Cache in BlueStore
代码量不大,所以全部贴出。
CacheShard
CacheShard 是整个BlueStore中实现Cache的基类。
/// A generic Cache Shard
struct CacheShard {
CephContext *cct;
PerfCounters *logger;
// 注意cache的操作一定要线程安全,这里创建一个锁
/// protect lru and other structures
ceph::recursive_mutex lock = {
ceph::make_recursive_mutex("BlueStore::CacheShard::lock")};
// cache 种最大容量和当前使用量
std::atomic <uint64_t> max = {0};
std::atomic <uint64_t> num = {0};
CacheShard(CephContext *cct) : cct(cct), logger(nullptr) {}
virtual ~CacheShard() {}
// 设置容量
void set_max(uint64_t max_) {
max = max_;
}
// 获取当前使用量
uint64_t _get_num() {
return num;
}
// 在 LruOnodeCacheShard、LruBufferCacheShard和TwoQBufferCacheShard种实现
virtual void _trim_to(uint64_t new_size) = 0;
void _trim() {
if (cct->_conf->objectstore_blackhole) {
// do not trim if we are throwing away IOs a layer down
return;
}
_trim_to(max);
}
void trim() {
std::lock_guard l(lock);
_trim();
}
void flush() {
std::lock_guard l(lock);
// we should not be shutting down after the blackhole is enabled
assert(!cct->_conf->objectstore_blackhole);
_trim_to(0);
}
#ifdef DEBUG_CACHE
virtual void _audit(const char *s) = 0;
#else
void _audit(const char *s) { /* no-op */ }
#endif
};
OnodeCacheShard
/// A Generic onode Cache Shard
struct OnodeCacheShard : public CacheShard {
std::atomic <uint64_t> num_pinned = {0};
std::array<std::pair<ghobject_t, ceph::mono_clock::time_point>, 64> dumped_onodes;
virtual void _pin(Onode *o) = 0;
virtual void _unpin(Onode *o) = 0;
public:
OnodeCacheShard(CephContext *cct) : CacheShard(cct) {}
static OnodeCacheShard *create(CephContext *cct, std::string type,
PerfCounters *logger);
virtual void _add(Onode *o, int level) = 0;
virtual void _rm(Onode *o) = 0;
virtual void _unpin_and_rm(Onode *o) = 0;
virtual void move_pinned(OnodeCacheShard *to, Onode *o) = 0;
virtual void add_stats(uint64_t *onodes, uint64_t *pinned_onodes) = 0;
bool empty() {
return _get_num() == 0;
}
};
OnodeCacheShard::create()
// 父类引用指向子类对象。
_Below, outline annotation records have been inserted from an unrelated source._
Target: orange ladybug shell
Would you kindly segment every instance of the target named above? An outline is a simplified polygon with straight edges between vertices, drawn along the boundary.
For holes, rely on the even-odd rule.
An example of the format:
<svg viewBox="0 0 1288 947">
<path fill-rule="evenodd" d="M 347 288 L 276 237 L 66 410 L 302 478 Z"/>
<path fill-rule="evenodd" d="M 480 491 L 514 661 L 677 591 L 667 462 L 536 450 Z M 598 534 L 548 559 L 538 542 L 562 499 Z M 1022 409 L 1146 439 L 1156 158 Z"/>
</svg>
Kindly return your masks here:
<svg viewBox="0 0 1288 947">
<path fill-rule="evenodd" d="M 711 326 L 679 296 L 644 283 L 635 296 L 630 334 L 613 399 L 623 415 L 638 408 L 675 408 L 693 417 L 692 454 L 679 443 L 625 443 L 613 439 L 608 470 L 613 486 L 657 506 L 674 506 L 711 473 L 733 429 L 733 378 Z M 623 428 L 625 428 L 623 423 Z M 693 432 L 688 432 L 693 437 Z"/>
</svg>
实际返回LruOnodeCacheShard对象。
// OnodeCacheShard
BlueStore::OnodeCacheShard *BlueStore::OnodeCacheShard::create(
CephContext *cct,
string type,
PerfCounters *logger) {
BlueStore::OnodeCacheShard *c = nullptr;
// Currently we only implement an LRU cache for onodes
c = new LruOnodeCacheShard(cct);
c->logger = logger;
return c;
}
LruOnodeCacheShard
// LruOnodeCacheShard
struct LruOnodeCacheShard : public BlueStore::OnodeCacheShard {
// 创建一个list,其中保存的是Bluestore::Onode。list<Onode>
typedef boost::intrusive::list<
BlueStore::Onode,
boost::intrusive::member_hook<
BlueStore::Onode,
boost::intrusive::list_member_hook<>,
&BlueStore::Onode::lru_item> > list_t;
list_t lru;
// 构造函数,只在 OnodeCacheShard::create() 中被引用。
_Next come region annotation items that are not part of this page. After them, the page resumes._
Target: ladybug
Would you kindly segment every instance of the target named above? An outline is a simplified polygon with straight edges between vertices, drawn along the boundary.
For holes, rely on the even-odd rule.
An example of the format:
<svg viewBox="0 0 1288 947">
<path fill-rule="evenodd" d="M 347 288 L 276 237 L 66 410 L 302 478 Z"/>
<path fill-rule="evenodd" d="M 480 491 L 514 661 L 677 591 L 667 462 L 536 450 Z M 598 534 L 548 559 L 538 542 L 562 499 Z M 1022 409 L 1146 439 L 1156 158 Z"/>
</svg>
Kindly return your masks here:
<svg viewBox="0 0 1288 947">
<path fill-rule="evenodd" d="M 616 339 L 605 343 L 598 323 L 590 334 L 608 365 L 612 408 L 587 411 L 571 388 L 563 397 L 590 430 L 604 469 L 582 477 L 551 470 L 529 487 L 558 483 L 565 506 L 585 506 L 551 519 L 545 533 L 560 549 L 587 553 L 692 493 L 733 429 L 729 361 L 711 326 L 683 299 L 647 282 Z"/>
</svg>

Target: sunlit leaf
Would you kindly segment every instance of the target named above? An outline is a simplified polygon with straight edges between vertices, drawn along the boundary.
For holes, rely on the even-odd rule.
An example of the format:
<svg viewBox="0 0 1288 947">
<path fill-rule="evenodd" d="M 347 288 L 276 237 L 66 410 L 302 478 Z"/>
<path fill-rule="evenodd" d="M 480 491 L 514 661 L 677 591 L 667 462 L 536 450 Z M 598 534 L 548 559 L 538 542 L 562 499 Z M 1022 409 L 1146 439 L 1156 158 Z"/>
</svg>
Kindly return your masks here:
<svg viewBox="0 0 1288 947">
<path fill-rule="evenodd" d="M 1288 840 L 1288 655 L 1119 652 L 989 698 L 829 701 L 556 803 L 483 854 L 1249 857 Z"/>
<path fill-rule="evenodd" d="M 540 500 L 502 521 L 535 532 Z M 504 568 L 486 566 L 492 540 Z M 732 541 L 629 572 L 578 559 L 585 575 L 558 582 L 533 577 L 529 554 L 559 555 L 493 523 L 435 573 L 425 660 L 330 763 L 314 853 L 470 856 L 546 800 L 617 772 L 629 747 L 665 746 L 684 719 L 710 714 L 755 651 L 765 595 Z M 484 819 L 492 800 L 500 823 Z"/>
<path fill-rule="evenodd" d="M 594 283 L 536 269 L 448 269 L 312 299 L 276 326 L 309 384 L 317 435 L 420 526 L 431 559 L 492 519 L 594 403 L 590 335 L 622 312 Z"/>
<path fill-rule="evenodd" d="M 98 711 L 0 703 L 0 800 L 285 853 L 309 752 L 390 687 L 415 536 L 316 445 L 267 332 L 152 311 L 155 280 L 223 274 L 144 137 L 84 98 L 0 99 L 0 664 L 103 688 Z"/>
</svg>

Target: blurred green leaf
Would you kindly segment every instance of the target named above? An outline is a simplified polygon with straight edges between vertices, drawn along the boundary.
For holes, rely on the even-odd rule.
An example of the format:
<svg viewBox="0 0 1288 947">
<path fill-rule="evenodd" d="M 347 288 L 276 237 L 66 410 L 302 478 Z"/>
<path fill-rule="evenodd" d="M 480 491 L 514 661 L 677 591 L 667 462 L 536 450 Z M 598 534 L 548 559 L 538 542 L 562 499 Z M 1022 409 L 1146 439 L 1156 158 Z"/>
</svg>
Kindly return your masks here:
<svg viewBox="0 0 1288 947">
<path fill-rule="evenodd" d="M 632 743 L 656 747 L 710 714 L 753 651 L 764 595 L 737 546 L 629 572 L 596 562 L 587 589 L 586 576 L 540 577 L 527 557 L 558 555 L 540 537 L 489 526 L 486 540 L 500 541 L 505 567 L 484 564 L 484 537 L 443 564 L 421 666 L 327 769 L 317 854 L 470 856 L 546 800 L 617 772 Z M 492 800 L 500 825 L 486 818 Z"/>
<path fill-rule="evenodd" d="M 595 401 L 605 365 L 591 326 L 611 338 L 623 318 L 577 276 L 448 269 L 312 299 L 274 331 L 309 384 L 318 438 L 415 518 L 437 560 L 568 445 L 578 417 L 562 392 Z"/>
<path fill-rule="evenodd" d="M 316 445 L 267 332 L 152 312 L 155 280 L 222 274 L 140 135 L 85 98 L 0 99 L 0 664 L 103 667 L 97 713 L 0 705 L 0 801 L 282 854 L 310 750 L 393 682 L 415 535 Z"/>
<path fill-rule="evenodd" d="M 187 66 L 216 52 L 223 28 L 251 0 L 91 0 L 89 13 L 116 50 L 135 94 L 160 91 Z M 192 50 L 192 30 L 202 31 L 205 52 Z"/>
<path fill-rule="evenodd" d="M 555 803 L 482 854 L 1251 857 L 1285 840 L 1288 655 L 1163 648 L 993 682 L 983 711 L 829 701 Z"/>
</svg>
explicit LruOnodeCacheShard(CephContext *cct) : BlueStore::OnodeCacheShard(cct) {}
// 把onode加入缓存队列。
void _add(BlueStore::Onode *o, int level) override {
// put_cache()中设置Onode.cached标志位,表示该Onode加入缓存。检查pinned标志位,返回!pined。
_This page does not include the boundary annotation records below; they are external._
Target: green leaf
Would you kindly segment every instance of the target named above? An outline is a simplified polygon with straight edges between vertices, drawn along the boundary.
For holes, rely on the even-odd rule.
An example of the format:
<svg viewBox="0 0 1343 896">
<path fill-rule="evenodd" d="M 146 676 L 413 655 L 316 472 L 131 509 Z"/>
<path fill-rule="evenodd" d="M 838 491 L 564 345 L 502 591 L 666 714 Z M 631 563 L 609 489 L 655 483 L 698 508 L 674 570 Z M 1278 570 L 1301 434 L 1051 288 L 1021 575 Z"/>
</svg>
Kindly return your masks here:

// pined 表示该对象是否加入缓存淘汰队列,如果不加入,说明不会被淘汰。
if (o->put_cache()) {
// level > 0,加入lru头部
// level <= 0,加入lru尾部
(level > 0) ? lru.push_front(*o) : lru.push_back(*o);
} else {
++num_pinned;
}
++num; // we count both pinned and unpinned entries
dout(20) << __func__ << " " << this << " " << o->oid << " added, num=" << num << dendl;
}
// 把onode从缓存队列中删除
void _rm(BlueStore::Onode *o) override {
// pop_cache()删除Onode.cached标志位(置未false)。检查pinned标志位,返回!pined。
if (o->pop_cache()) {
lru.erase(lru.iterator_to(*o));
} else {
ceph_assert(num_pinned);
--num_pinned;
}
ceph_assert(num);
--num;
dout(20) << __func__ << " " << this << " " << " " << o->oid << " removed, num=" << num << dendl;
}
// 把对象从缓存队列中删除,并把num_pinned++,需要先调用add
void _pin(BlueStore::Onode *o) override {
lru.erase(lru.iterator_to(*o));
++num_pinned;
dout(20) << __func__ << this << " " << " " << " " << o->oid << " pinned" << dendl;
}
// 把对象加入缓存队列,num_pinned--,需要先调用add
void _unpin(BlueStore::Onode *o) override {
lru.push_front(*o);
ceph_assert(num_pinned);
--num_pinned;
dout(20) << __func__ << this << " " << " " << " " << o->oid << " unpinned" << dendl;
}
// pined对象不在list队列中,所以只要把onode对象的cache标志位置为false即可
void _unpin_and_rm(BlueStore::Onode *o) override {
o->pop_cache();
ceph_assert(num_pinned);
--num_pinned;
ceph_assert(num);
--num;
}
//裁剪lru_list大小,此函数只能缩小,不能扩大,因为是删除操作,总不能无中生有吧
void _trim_to(uint64_t new_size) override {
if (new_size >= lru.size()) {
return; // don't even try
}
uint64_t n = lru.size() - new_size;
auto p = lru.end();
ceph_assert(p != lru.begin());
--p;
ceph_assert(num >= n);
num -= n;
while (n-- > 0) {
BlueStore::Onode *o = &*p;
dout(20) << __func__ << " rm " << o->oid << " "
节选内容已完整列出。